= Bhutanese wine =

Wine making in Bhutan

The production of wine in Bhutan is reported to have first been attempted in the 1990s, with the introduction of an experimental vineyard at Paro (2300 m) near Thimphu, the capital of Bhutan. Australian wine company, Taltarni, is believed to have provided technical help, but it is not known whether any wine was successfully produced.

On April 2, 2019, the US-based Bhutan Wine Company, in partnership with Bhutanese collaborators, planted the first fine wine vineyard in Bhutan: the Yusipang Vineyard. The first vine in the ground was Merlot.

On April 4, 2019, the Bhutan Wine Company planted a second small vineyard: the Bajo Vineyard. Varietals included Merlot, Cabernet, Cabernet Franc, Syrah, Pinot Noir, Chardonnay, Sauvignon Blanc, Malbec, and Petit Manseng. All vines came from Sunridge Nurseries in California.

April 8–10, 2019, the Bhutan Wine Company planted the Kingdom's third and fourth vineyards in Paro and Lingmethang.

As of May 11, 2019, an additional 2 acres had been cleared and planted at these initial vineyard sites.

As of May 2025, there are currently nine vineyards comprising 200 acres in Bhutan, at altitudes ranging from 500 feet to over 9000 feet. Black varieties planted are Cabernet Sauvignon, Cabernet Franc, Syrah, Malbec, Merlot, Pinot Noir, Sangiovese, Grenache and Tempranillo. White varieties planted are Chardonnay, Sauvignon Blanc, Chenin Blanc, Riesling, Petit Manseng, Vidal and Traminette.

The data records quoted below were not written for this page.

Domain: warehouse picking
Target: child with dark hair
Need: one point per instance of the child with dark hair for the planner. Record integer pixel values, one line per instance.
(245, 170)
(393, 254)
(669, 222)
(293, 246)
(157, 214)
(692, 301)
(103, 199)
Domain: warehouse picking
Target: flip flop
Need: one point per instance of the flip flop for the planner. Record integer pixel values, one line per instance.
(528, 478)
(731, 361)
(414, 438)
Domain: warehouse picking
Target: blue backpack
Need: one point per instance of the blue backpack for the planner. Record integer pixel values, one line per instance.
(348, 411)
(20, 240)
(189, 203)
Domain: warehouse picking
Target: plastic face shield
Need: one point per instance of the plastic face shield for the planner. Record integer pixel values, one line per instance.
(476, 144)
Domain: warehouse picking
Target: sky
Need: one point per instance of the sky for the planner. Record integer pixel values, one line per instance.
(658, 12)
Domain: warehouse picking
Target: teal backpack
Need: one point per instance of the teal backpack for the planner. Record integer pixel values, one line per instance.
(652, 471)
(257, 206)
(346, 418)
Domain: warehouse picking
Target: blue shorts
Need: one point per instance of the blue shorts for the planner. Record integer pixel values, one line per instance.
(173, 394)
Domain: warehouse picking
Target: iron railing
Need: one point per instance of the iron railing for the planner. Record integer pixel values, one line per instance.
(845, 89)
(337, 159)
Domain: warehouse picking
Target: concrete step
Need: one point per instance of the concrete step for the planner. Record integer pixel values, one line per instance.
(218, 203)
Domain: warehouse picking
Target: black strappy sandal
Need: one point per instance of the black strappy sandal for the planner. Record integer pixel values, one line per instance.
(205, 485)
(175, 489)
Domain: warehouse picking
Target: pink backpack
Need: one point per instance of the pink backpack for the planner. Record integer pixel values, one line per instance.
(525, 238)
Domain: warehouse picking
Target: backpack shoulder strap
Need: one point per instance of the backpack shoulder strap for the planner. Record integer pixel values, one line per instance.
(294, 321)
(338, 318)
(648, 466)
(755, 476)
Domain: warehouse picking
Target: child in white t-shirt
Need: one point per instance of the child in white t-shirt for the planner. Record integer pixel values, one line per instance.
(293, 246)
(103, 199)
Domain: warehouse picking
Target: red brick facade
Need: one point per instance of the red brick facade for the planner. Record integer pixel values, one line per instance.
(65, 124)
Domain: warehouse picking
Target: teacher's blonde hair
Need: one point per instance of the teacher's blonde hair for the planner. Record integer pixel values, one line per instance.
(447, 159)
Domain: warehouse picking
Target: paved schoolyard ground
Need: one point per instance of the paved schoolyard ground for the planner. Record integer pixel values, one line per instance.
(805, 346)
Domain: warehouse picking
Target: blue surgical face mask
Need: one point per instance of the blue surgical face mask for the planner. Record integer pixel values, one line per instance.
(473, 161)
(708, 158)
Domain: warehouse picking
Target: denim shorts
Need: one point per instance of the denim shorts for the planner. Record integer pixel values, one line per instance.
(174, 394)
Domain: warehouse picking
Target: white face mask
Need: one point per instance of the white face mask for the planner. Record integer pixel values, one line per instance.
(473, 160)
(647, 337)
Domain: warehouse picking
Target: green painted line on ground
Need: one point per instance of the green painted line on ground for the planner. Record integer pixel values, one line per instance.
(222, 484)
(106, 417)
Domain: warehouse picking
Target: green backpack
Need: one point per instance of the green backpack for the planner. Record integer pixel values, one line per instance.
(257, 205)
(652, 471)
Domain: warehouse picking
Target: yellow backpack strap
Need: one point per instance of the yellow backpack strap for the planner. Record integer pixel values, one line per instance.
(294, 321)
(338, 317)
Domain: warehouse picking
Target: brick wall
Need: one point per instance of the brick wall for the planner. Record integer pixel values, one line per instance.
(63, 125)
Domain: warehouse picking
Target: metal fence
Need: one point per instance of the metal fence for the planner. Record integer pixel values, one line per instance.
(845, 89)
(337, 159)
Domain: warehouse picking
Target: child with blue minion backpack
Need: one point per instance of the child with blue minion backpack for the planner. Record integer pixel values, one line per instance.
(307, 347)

In April 2025, the auction house Bonhams hosted the sale of the historic First Barrel bottles, including some special large format bottles. The flagship lot was a special Himalayan 7.57 liter bottle, specially commemorated to honor Gangkhar Puensum, which is the highest unclimbed mountain in the world, located in Bhutan and is 7,570 meters tall. The Himalayan bottle sold for a record $18,750.